I’d like to write a post about the things I’m grateful for, because I’ve been listing them up in my head recently when I find myself reacting automatically negatively.
However, I have only five minutes, and a lab-book style update I want to get down, so I will be grateful tomorrow. Which is a pretty accurate summation of my mental state, really.
I had a consult with the anesthesiologist at the hospital where I will deliver this morning. It was annoyingly slow, but informative (scheduling appointments at 7:30 am when the doctor does not arrive until 9 am never makes sense to me, but this is so routine in hospital departments).
The upshot is:
If I’ve been off the blood thinner for at least 12 hours, ideally 24, then I have whatever options I wish available to me for labour (natural, epidural, c-section, whatever). This is the plan with induction at 39 weeks, and could work out with natural labour starting earlier than 39 weeks depending on the timing of my most recent dose of thinner.
If I have not been off the blood thinner for 12 hours, and/or my blood is not clotting sufficiently yet, then anything that involves puncturing my spinal column is off the table – epidural, and conscious c-section. If a c-section became necessary, I’d be put under general anesthetic.
I am annoyed, and a bit disgruntled. I’d love to be allowed to just wait and see when Spud initiates labour, and avoid an induction. I’m hoping to avoid an epidural or a c-section, but am open to them if they become necessary. I’d be so sad if I had to be put under for the c-section though. This may well be my only birth experience, I’d so much love to be conscious for it.
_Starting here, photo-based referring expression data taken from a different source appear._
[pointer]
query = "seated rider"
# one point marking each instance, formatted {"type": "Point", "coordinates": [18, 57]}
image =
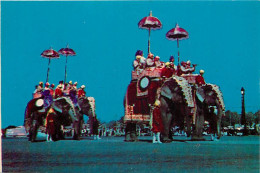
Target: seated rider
{"type": "Point", "coordinates": [81, 91]}
{"type": "Point", "coordinates": [172, 65]}
{"type": "Point", "coordinates": [47, 95]}
{"type": "Point", "coordinates": [186, 67]}
{"type": "Point", "coordinates": [66, 90]}
{"type": "Point", "coordinates": [150, 61]}
{"type": "Point", "coordinates": [52, 90]}
{"type": "Point", "coordinates": [139, 62]}
{"type": "Point", "coordinates": [158, 63]}
{"type": "Point", "coordinates": [167, 71]}
{"type": "Point", "coordinates": [73, 96]}
{"type": "Point", "coordinates": [58, 91]}
{"type": "Point", "coordinates": [200, 79]}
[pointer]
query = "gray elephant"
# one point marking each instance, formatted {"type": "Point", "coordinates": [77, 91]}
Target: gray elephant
{"type": "Point", "coordinates": [176, 105]}
{"type": "Point", "coordinates": [85, 108]}
{"type": "Point", "coordinates": [210, 107]}
{"type": "Point", "coordinates": [35, 114]}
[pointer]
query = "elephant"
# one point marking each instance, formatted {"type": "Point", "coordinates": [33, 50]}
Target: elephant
{"type": "Point", "coordinates": [86, 108]}
{"type": "Point", "coordinates": [35, 114]}
{"type": "Point", "coordinates": [210, 107]}
{"type": "Point", "coordinates": [176, 106]}
{"type": "Point", "coordinates": [175, 96]}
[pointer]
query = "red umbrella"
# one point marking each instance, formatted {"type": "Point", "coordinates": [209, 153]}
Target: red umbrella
{"type": "Point", "coordinates": [50, 54]}
{"type": "Point", "coordinates": [67, 52]}
{"type": "Point", "coordinates": [149, 23]}
{"type": "Point", "coordinates": [177, 33]}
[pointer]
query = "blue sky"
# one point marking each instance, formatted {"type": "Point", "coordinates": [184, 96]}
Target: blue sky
{"type": "Point", "coordinates": [223, 40]}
I have no control over this, and thus will take the next few weeks to find some acceptance of these options so I’m not bitterly disappointed if they happen. I have been told to skip my evening dose of thinner if I’ve had an evening or afternoon of feeling weird or crampy – to see how I feel in the morning.
Best case scenario, Spud decides to initiate labour just pre-induction, when I’m already off the thinner. Best worst case scenario is that labour takes so long that by the time I require intervention, I’ve cleared the thinner regardless (and at that point, I might well want the epidural to offer some respite). Worst case scenario, obviously, is any form of emergency c-section, but especially one where I have to be out cold for it.
Only time will tell, but at least I know what to expect now. 36 weeks tomorrow, so not even that much time!